Penolakan – penolakan kasar dan kata – kata tidak sopan sering sekali terucap dari mulutku, namun Ibuku tetap saja tak pernah merasa sakit hati atau marah, melaknat atau mengutukku sedikitpun.

Ibuku menganggap aku hanya lupa sesaat, Ia begitu sangat yakin suatu saat aku akan sadar dan kembali ke rumah untuk bersama-sama memperbaiki kehidupan kami sekeluarga.

Sungguh sebuah ketabahan dan kesabaran yang luar biasa tak terbantahkan.

Setiap saat setiap waktu setiap tarikan hembusan nafasnya, Ibuku tak pernah berhenti berdoa.

Di setiap sujud malamnya yang panjang, Ibuku selalu memanjatkan doa dan harapan memohon belas kasih Tuhan untuk memaafkan dan menyadarkan ku kembali ke jalan yang benar.

Terbukti, kesungguhan dan kasih sayangnya sanggup meluluhkan hati setiap malaikat di langit dan di Bumi. Dengan Kewelas asihan-Nya, Tuhan memberiku cobaan dan teguran yang sangat besar yang akhirnya mampu menyadarkan ku bahwa jalan yang ku tempuh adalah kesalahan.Mutlak!

Pemegang saham sukma

Terlalu banyak dusta

khianat

Hadirkan kekerdilan jiwa..

Masih pantaskah mensujudkan kepala

Aku terlilit hutang karena seluruh penghasilanku habis kugunakan untuk membeli narkotika. Aku di berhentikan dari pekerjaan karena produktifitasku bekerja turun drastis, sering kali aku tak masuk bekerja karena semalam suntuk bergumul dengan zat adiktif di Diskotik. Hutangku kian lama makin besar dan semuanya menagih untuk di lunasi, hingga puncaknya.., aku tertangkap dalam razia polisi untuk narkotika dan minuman keras.

Mereka menangkapku tertangkap tangan mengkonsumsi barang haram tersebut.

Mereka menahanku di penjara.

Senyum

Bahagiaku sesaat

Berganti,

Hujaman duka memeluk erat.

Sebuah kenyataan pahit yang harus di terima oleh Ibuku.

Kabar aku di tahan polisi dengan kasus memalukan membuatnya sangat terpukul.

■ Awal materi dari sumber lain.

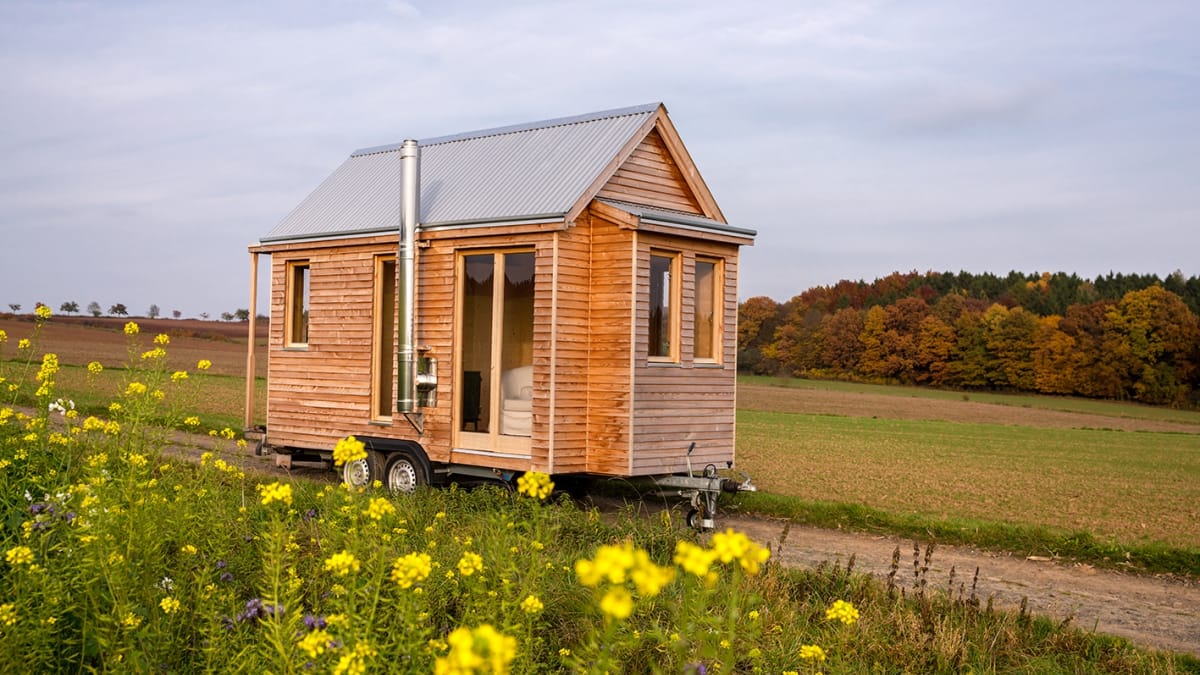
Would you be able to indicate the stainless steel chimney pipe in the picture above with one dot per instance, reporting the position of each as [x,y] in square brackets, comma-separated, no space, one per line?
[406,270]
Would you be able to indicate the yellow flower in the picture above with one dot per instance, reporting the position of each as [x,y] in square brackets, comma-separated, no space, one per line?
[844,611]
[471,563]
[342,563]
[535,484]
[315,643]
[483,650]
[811,652]
[532,604]
[379,507]
[19,555]
[348,449]
[617,603]
[7,614]
[276,493]
[411,569]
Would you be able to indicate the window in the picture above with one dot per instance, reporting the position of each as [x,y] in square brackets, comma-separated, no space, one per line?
[496,354]
[664,329]
[297,310]
[383,356]
[707,320]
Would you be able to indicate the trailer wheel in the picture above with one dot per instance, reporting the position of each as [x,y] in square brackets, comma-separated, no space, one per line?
[363,472]
[406,472]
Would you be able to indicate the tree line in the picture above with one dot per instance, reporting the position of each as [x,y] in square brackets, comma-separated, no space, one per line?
[1116,336]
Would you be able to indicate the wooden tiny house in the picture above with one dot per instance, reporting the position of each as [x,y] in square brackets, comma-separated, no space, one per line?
[563,299]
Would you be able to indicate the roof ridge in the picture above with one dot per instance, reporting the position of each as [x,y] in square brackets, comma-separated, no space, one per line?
[517,127]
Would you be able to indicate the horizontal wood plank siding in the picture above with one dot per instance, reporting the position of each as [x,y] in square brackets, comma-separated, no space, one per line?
[651,177]
[688,401]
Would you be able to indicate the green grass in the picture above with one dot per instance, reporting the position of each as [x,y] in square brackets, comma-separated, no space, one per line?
[1065,404]
[1086,494]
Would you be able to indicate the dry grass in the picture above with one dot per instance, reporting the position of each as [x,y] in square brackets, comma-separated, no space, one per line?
[1132,487]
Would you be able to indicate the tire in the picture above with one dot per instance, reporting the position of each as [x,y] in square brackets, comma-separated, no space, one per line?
[406,472]
[363,472]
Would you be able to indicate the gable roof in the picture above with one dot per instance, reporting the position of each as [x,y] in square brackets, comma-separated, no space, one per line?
[540,171]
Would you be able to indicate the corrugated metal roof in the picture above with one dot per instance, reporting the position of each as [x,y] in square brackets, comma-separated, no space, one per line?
[669,216]
[528,171]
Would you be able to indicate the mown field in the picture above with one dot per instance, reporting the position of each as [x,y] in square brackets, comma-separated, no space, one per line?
[1122,472]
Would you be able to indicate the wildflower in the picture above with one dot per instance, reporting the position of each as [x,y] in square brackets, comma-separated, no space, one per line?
[844,611]
[348,449]
[532,604]
[811,652]
[483,650]
[378,508]
[315,643]
[617,603]
[535,484]
[276,491]
[471,563]
[342,563]
[411,569]
[19,555]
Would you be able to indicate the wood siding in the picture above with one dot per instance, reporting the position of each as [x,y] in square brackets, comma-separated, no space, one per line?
[651,177]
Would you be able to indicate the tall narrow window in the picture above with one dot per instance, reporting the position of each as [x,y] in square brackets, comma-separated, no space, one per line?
[297,310]
[496,356]
[706,322]
[383,358]
[664,329]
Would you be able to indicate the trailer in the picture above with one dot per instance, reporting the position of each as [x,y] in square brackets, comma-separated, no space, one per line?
[557,297]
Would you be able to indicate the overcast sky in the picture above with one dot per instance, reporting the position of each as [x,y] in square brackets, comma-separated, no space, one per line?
[144,145]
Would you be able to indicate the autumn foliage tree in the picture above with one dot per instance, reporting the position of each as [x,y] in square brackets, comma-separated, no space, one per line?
[1045,333]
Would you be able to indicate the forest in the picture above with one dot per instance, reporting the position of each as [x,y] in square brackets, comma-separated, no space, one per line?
[1116,336]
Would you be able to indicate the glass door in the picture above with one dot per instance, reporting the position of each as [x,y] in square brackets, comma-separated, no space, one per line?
[496,293]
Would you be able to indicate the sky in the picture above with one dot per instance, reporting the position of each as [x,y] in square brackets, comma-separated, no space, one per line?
[145,145]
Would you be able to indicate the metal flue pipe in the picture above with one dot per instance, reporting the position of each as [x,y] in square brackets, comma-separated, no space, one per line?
[406,270]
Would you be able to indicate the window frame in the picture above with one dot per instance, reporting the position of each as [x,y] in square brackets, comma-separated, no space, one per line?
[718,309]
[297,308]
[673,308]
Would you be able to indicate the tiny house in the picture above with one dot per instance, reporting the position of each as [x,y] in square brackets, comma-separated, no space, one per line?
[556,297]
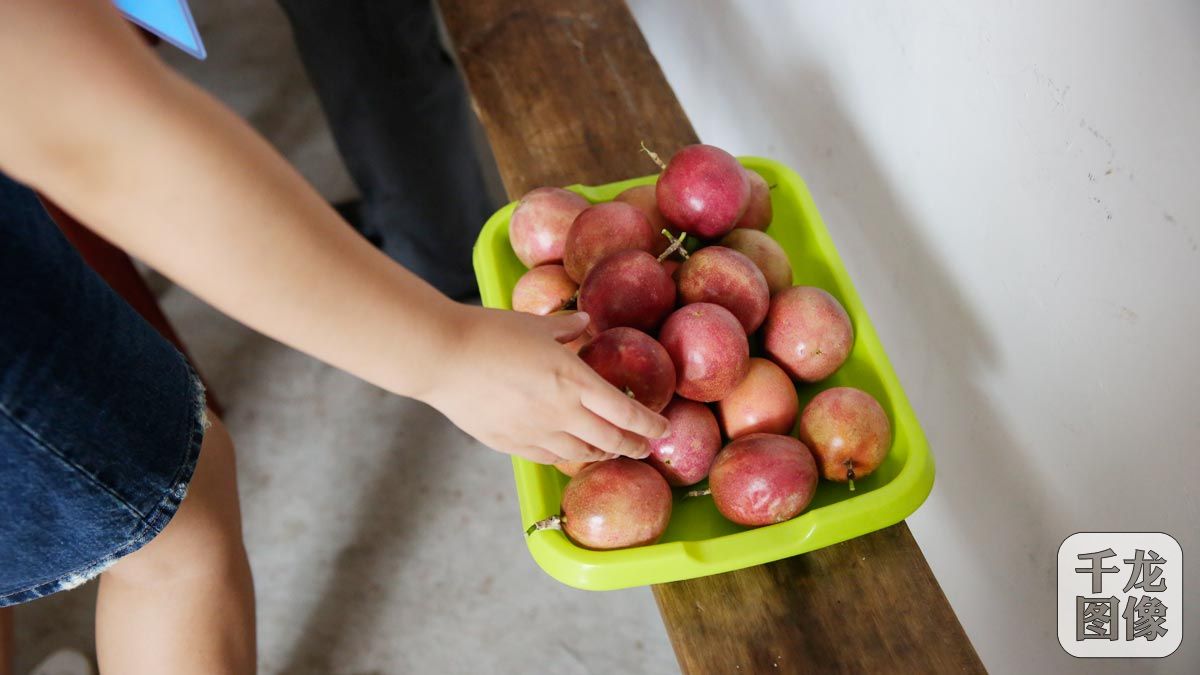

Selama ini Akulah yang di mata keluarga dan tetangga-tetangaku di anggap sebagai kebanggaan keluarga, namun kini justru membuat malu nama baik keluarga dengan tertangkap dan di tahan di sel karena kasus Narkoba.

Dengan perjuangan yang gigih dan menempuh segala cara akhirnya Ibuku mampu mengeluarkanku dengan jaminan di kantor polisi, sebuah usaha yang gigih dan tidak mudah, namun dahsyat dan mulianya kekuatan cinta Ibu tak mampu di batasi dengan kokohnya jeruji besi. Bahkan perkasanya tembok cina sekalipun, tak kan mampu mengahalanginya.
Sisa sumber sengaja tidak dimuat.